Roland Gori participera au Forum «Réalité ou fiction : quelle vie à l'ère du numérique?» organisé à Angers, inscrivez-vous.
André Malraux avait eu cette intuition prophétique : « Je pense que la tâche du prochain siècle, en face de la plus terrible menace qu’ait connu l’humanité, va être d’y réintégrer les dieux.» Non sans avoir précédemment écrit : « depuis cinquante ans, la psychologie réintègre les démons dans l’homme. Tel est le bilan sérieux de la psychanalyse. » Il semble qu’aujourd’hui l’homo psychologicus évoqué par Malraux, l’homme de la réalité psychique et de la relation symbolique,ne fasse plus recette. L’humain s’est converti aux données du numérique, cette merveilleuse innovation technologique chargée de ré-enchanter un « monde sans esprit », un monde désacralisé par la froide raison technique, instrumentale d’une société régulée par les seuls critères « légitimes » du marché et de la technique.

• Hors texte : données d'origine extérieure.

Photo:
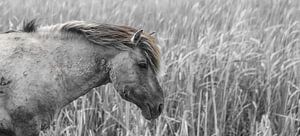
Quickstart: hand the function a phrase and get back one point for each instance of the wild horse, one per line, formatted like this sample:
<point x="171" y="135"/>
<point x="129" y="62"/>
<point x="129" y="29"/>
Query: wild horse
<point x="42" y="69"/>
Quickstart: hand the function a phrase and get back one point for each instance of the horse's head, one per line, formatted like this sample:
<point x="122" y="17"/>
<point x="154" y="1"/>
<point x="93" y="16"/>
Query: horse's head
<point x="133" y="75"/>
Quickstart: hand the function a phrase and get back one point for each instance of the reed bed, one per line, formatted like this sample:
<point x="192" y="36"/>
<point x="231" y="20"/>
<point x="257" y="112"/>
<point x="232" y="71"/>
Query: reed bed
<point x="229" y="67"/>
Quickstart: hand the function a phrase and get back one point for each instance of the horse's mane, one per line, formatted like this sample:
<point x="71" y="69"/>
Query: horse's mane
<point x="105" y="35"/>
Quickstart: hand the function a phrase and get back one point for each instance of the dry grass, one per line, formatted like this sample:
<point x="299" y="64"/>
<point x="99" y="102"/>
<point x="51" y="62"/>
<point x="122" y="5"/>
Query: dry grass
<point x="230" y="67"/>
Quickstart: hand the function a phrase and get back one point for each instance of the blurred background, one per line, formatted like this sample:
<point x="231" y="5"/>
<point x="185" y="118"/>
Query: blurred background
<point x="229" y="67"/>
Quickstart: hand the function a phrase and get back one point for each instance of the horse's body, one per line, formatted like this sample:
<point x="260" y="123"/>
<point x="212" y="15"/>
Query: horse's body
<point x="45" y="69"/>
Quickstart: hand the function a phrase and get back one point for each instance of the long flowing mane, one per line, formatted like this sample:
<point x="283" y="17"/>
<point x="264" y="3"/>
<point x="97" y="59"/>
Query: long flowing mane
<point x="104" y="35"/>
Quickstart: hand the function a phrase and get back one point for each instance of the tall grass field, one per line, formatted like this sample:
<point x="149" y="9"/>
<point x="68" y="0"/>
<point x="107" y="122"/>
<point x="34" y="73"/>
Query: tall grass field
<point x="228" y="67"/>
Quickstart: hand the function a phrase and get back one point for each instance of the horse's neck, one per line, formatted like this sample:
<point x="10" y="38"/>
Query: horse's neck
<point x="82" y="65"/>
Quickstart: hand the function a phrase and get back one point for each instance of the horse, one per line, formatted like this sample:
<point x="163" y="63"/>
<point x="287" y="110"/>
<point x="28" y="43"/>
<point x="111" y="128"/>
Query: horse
<point x="44" y="68"/>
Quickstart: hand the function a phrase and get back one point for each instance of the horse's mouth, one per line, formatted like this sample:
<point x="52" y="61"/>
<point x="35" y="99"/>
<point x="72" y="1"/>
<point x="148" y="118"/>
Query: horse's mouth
<point x="146" y="112"/>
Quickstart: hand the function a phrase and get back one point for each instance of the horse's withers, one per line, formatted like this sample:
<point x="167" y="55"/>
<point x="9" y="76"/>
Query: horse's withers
<point x="5" y="119"/>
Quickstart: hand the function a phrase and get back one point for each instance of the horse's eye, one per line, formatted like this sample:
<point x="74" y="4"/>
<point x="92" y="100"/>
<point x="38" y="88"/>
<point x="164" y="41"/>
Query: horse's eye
<point x="143" y="64"/>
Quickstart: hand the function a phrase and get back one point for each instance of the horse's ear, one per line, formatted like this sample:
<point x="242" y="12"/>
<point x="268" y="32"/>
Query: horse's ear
<point x="137" y="36"/>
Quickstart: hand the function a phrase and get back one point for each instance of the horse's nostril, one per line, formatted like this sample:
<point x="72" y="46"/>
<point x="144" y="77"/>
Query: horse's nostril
<point x="160" y="108"/>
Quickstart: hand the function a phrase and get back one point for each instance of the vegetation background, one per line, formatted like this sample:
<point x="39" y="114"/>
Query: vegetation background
<point x="229" y="67"/>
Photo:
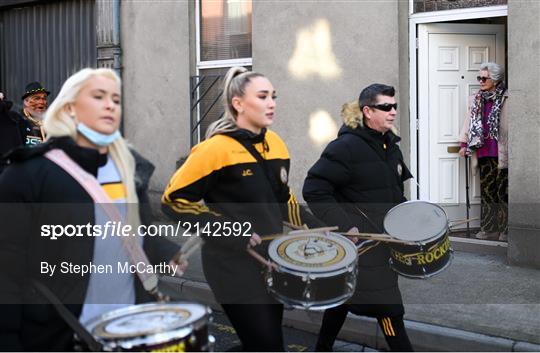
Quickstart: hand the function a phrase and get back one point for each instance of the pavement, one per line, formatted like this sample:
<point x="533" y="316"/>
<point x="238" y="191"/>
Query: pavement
<point x="478" y="303"/>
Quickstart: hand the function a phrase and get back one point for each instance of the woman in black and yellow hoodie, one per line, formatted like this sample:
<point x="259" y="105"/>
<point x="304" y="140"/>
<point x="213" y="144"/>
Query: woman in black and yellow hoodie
<point x="239" y="174"/>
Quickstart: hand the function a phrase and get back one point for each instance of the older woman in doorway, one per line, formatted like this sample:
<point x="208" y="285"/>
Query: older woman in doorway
<point x="484" y="136"/>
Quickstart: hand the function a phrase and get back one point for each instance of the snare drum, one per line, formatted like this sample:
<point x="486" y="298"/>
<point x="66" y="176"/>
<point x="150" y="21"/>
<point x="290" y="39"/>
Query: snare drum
<point x="424" y="226"/>
<point x="314" y="271"/>
<point x="155" y="327"/>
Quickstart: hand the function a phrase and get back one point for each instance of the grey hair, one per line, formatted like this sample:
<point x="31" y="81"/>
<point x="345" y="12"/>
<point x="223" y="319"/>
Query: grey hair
<point x="235" y="84"/>
<point x="495" y="70"/>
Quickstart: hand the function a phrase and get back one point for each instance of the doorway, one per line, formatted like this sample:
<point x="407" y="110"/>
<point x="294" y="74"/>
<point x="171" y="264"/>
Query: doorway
<point x="449" y="57"/>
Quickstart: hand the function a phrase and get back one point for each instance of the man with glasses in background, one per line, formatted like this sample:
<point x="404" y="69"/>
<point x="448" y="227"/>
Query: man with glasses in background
<point x="34" y="107"/>
<point x="358" y="178"/>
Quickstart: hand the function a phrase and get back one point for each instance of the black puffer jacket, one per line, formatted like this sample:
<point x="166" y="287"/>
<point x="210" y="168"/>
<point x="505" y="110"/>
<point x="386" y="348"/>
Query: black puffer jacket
<point x="11" y="130"/>
<point x="35" y="191"/>
<point x="358" y="178"/>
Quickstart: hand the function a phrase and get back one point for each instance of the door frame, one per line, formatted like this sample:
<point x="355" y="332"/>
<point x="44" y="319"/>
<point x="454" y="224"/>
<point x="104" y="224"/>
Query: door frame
<point x="418" y="78"/>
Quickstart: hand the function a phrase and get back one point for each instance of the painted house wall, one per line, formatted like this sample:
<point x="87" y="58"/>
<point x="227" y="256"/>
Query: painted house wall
<point x="319" y="56"/>
<point x="156" y="69"/>
<point x="524" y="132"/>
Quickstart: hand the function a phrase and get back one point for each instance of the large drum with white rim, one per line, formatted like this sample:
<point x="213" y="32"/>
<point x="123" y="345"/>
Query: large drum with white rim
<point x="155" y="327"/>
<point x="423" y="228"/>
<point x="314" y="271"/>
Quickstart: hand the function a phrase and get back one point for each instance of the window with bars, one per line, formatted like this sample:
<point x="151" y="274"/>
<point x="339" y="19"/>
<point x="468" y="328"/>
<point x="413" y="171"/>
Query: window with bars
<point x="223" y="41"/>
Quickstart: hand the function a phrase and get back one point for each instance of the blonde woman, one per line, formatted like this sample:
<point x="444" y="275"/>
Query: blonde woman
<point x="83" y="122"/>
<point x="238" y="177"/>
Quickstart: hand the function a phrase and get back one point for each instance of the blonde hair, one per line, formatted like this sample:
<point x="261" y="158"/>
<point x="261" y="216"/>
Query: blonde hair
<point x="236" y="81"/>
<point x="59" y="123"/>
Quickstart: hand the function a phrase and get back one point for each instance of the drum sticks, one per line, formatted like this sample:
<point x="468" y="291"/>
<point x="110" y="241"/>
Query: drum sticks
<point x="375" y="236"/>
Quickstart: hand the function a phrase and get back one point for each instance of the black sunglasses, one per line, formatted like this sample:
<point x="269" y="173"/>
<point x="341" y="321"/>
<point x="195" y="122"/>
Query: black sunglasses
<point x="482" y="78"/>
<point x="386" y="107"/>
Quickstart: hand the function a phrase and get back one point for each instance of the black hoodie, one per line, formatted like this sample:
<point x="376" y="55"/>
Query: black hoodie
<point x="235" y="188"/>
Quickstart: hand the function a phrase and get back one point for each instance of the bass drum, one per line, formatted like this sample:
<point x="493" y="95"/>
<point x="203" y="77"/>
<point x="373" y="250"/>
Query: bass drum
<point x="315" y="271"/>
<point x="423" y="227"/>
<point x="156" y="327"/>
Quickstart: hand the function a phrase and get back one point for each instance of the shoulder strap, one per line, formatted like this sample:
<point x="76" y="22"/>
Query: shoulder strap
<point x="91" y="185"/>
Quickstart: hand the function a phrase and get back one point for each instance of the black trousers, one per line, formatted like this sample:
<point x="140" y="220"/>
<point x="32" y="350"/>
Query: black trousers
<point x="392" y="327"/>
<point x="257" y="325"/>
<point x="494" y="194"/>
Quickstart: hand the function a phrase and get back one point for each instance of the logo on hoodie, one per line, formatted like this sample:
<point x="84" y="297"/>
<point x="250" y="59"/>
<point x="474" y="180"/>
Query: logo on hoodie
<point x="283" y="175"/>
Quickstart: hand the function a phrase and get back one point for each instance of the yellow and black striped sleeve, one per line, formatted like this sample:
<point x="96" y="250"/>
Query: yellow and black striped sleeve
<point x="183" y="199"/>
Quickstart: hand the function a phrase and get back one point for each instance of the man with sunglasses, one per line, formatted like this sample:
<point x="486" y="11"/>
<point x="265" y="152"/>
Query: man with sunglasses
<point x="358" y="178"/>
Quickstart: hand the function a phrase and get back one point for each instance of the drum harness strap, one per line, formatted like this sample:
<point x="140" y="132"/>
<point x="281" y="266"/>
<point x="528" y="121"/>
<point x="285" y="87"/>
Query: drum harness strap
<point x="368" y="244"/>
<point x="68" y="317"/>
<point x="93" y="188"/>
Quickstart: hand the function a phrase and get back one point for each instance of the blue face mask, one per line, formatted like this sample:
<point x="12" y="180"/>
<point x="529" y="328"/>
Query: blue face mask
<point x="97" y="138"/>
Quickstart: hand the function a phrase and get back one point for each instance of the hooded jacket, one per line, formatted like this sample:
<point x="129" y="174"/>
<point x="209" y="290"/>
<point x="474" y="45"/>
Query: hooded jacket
<point x="222" y="183"/>
<point x="34" y="191"/>
<point x="358" y="178"/>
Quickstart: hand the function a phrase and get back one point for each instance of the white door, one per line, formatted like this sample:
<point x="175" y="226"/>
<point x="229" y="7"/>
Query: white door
<point x="451" y="55"/>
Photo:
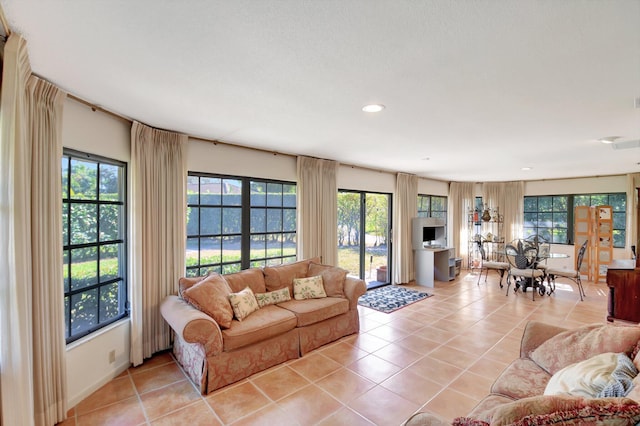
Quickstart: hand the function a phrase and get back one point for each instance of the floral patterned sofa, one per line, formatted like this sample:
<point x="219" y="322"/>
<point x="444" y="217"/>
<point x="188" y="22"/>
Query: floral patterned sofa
<point x="563" y="376"/>
<point x="228" y="327"/>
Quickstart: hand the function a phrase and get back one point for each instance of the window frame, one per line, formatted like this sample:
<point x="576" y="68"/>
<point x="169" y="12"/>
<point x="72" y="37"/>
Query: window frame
<point x="247" y="235"/>
<point x="570" y="207"/>
<point x="429" y="199"/>
<point x="68" y="246"/>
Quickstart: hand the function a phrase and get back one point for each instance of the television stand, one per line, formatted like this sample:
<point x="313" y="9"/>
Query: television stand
<point x="434" y="264"/>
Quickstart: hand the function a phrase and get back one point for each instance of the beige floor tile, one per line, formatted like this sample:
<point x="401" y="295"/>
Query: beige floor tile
<point x="234" y="402"/>
<point x="159" y="402"/>
<point x="436" y="370"/>
<point x="309" y="405"/>
<point x="390" y="334"/>
<point x="153" y="378"/>
<point x="472" y="385"/>
<point x="272" y="414"/>
<point x="280" y="382"/>
<point x="345" y="385"/>
<point x="439" y="355"/>
<point x="345" y="417"/>
<point x="462" y="359"/>
<point x="126" y="412"/>
<point x="198" y="413"/>
<point x="383" y="407"/>
<point x="374" y="368"/>
<point x="450" y="404"/>
<point x="314" y="366"/>
<point x="116" y="390"/>
<point x="398" y="355"/>
<point x="343" y="353"/>
<point x="412" y="386"/>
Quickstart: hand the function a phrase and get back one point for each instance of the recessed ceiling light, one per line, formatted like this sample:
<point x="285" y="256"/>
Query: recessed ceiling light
<point x="609" y="139"/>
<point x="373" y="108"/>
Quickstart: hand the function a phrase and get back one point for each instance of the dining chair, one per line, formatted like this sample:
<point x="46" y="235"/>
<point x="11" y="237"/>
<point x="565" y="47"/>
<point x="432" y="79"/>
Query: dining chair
<point x="490" y="265"/>
<point x="572" y="274"/>
<point x="523" y="260"/>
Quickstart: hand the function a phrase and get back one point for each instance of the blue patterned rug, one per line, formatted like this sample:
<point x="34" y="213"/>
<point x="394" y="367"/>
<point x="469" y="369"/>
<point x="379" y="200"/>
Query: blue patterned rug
<point x="390" y="298"/>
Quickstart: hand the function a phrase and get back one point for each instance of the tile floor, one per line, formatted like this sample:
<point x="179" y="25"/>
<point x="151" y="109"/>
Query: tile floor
<point x="439" y="355"/>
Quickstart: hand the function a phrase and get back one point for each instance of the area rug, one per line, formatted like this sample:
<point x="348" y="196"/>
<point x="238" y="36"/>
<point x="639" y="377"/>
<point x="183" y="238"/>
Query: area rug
<point x="391" y="298"/>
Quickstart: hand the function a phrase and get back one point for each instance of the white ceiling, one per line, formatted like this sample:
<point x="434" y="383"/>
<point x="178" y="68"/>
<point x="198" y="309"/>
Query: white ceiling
<point x="481" y="88"/>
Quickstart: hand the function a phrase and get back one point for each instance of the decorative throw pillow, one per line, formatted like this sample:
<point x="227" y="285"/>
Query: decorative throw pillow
<point x="581" y="343"/>
<point x="186" y="282"/>
<point x="308" y="288"/>
<point x="273" y="297"/>
<point x="332" y="278"/>
<point x="243" y="303"/>
<point x="607" y="374"/>
<point x="567" y="410"/>
<point x="277" y="277"/>
<point x="211" y="296"/>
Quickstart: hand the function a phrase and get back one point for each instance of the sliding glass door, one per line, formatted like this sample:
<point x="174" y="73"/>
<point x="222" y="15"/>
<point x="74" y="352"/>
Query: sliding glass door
<point x="364" y="227"/>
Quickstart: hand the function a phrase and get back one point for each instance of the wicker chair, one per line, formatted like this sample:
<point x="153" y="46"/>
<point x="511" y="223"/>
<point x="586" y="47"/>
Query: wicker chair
<point x="488" y="265"/>
<point x="572" y="274"/>
<point x="523" y="261"/>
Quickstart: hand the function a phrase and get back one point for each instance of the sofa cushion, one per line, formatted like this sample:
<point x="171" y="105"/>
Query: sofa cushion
<point x="567" y="410"/>
<point x="311" y="311"/>
<point x="635" y="390"/>
<point x="277" y="277"/>
<point x="253" y="278"/>
<point x="273" y="297"/>
<point x="522" y="378"/>
<point x="244" y="303"/>
<point x="308" y="288"/>
<point x="483" y="411"/>
<point x="581" y="343"/>
<point x="332" y="278"/>
<point x="211" y="296"/>
<point x="261" y="325"/>
<point x="607" y="374"/>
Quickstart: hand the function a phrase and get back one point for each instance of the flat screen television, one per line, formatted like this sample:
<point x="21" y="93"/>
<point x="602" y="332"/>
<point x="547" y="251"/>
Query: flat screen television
<point x="428" y="233"/>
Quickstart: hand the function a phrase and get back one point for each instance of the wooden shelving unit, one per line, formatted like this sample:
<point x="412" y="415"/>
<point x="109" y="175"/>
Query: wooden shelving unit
<point x="583" y="231"/>
<point x="603" y="241"/>
<point x="594" y="224"/>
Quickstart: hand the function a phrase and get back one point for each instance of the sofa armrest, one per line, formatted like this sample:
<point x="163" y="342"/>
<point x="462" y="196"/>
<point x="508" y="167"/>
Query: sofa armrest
<point x="353" y="289"/>
<point x="535" y="333"/>
<point x="192" y="325"/>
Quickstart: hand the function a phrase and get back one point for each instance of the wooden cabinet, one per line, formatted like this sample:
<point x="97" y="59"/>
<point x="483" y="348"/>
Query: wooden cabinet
<point x="624" y="294"/>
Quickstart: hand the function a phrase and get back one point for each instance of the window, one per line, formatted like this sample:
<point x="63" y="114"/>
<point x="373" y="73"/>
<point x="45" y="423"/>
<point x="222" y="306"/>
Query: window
<point x="551" y="216"/>
<point x="235" y="223"/>
<point x="432" y="206"/>
<point x="94" y="245"/>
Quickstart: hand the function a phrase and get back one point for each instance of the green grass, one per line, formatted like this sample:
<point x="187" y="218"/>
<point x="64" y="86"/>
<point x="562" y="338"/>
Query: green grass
<point x="349" y="259"/>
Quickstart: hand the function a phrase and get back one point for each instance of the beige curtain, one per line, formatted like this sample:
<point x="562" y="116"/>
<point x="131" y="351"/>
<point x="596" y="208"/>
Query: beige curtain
<point x="158" y="179"/>
<point x="460" y="201"/>
<point x="45" y="103"/>
<point x="16" y="363"/>
<point x="406" y="208"/>
<point x="33" y="363"/>
<point x="508" y="197"/>
<point x="317" y="209"/>
<point x="633" y="182"/>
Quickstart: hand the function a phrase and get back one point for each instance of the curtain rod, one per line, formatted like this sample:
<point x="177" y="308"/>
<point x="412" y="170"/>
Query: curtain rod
<point x="3" y="21"/>
<point x="218" y="142"/>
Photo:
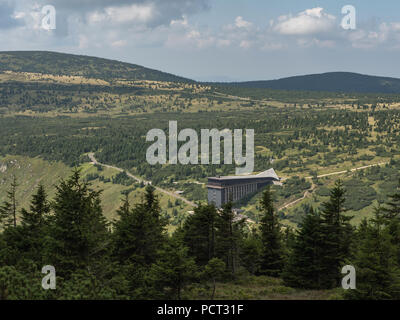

Cet homme numérique - fait d’un complexe de chiffres et d’informations, de spectacles et de marchandises, de connexions et de déconnexion - consomme de plus en plus de technologies et s’implique de moins en moins dans les relations humaines. Le Net et ses êtres numériques viennent se substituer au psychanalyste, à l’éducateur, au médecin, au directeur de conscience, au leader politique. Les avatars et les love dolls se mêlent aux partenaires de chair, de sang et … d’esprit ! Les führers d’aujourd’hui,savent que les foules sont devenues virtuelles, que la psychologie des masses et l’intoxication idéologique exigent la propagande et la manipulation des réseaux sociaux. Pour autant, les « esprits » numériques dont nous peuplons notre monde, et auxquels nous rendons quelques cultes, ne sont pas seulement des êtres abstraits, ils détiennent un pouvoir réel et une influence autant sociale que subjective. En les consommant,nous nous transformons, nous changeons notre manière de vivre, d’éprouver et de nous gouverner.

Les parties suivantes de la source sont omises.